Firstly, the foolishness of 'economic development' within a capitalist mindset was made manifest. Take the town of Tewkesbury. Lying at the confluence of the Avon and Severn Rivers it is always going to be at serious risk of flooding. The Abbey there has stood and remained dry for 700 years, but this year it flooded. The reason was unwise building further up the river, removing the possibility of the water moving onto its natural floodplain. Something those who lived in the Dark Ages were surprising enlightened about.
When new housing developments are put in the flood-plain the supermarkets that enable the profiteering are given a superior position on a concrete plinth. Like the cathedrals of old they are now the most revered constructions. Unfortunately, in Tewkesbury this meant that when the flood came people in Morrisons were stranded on an island and had to spend the night in the cafeteria.
Tewkesbury has another flood-plain development planned. This July it was called The Watermeadows but its name has miraculously changed to The Meadows during the summer.
Surviving the floods was a salutory experience, and a very uplifting one after the initial panic had subsided. We amazed ourselves with our resourcefulness, as we found Heath-Robinsonesque ways to channel rainwater into our toilets and wash five heads of hair with half a bucket of water. We found out who our neighbours were (and look after the vulnerable ones) and we found out where our electricity and water came from (amazed that we had never known!)
We were instructed not to flush our toilets with drinking water - some of us realised that this is in fact what we do everyday and thought about ways to make our water use and distribution system less wasteful in future.
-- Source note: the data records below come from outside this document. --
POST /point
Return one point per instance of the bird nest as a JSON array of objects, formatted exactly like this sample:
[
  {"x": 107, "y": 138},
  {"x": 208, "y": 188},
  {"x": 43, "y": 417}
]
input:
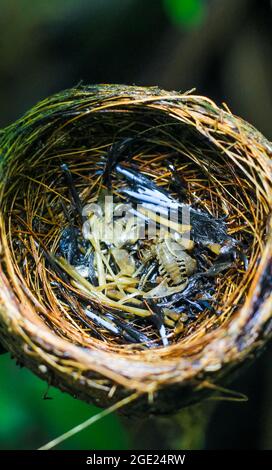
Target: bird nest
[{"x": 105, "y": 319}]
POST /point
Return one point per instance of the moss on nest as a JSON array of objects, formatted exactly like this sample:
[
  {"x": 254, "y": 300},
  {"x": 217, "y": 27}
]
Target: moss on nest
[{"x": 226, "y": 163}]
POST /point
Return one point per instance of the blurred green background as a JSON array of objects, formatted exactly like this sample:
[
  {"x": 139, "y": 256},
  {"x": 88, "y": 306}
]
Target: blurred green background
[{"x": 221, "y": 47}]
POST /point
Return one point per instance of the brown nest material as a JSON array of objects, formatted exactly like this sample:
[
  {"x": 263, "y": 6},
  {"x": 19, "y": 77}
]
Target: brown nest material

The most important thing we learned from the flood was that the greatest resource we have is each other, and that in a crisis we do look after each other.
Looking further afield, I was interested to see how attitudes to economic development have changed in Thailand, partly as a result of the tsunami. The country has turned its economy in the direction of sufficienty rather than export-led growth. They are building self-reliance and reinforcing their local communities, as well as finding inspiration from the workings of nature.
2007 has been the year when many people - sadly not many politicians - have started to think seriously about the economics of climate change: about how it will affect their ways of finding daily necessities and the way they interact with their environment and each other.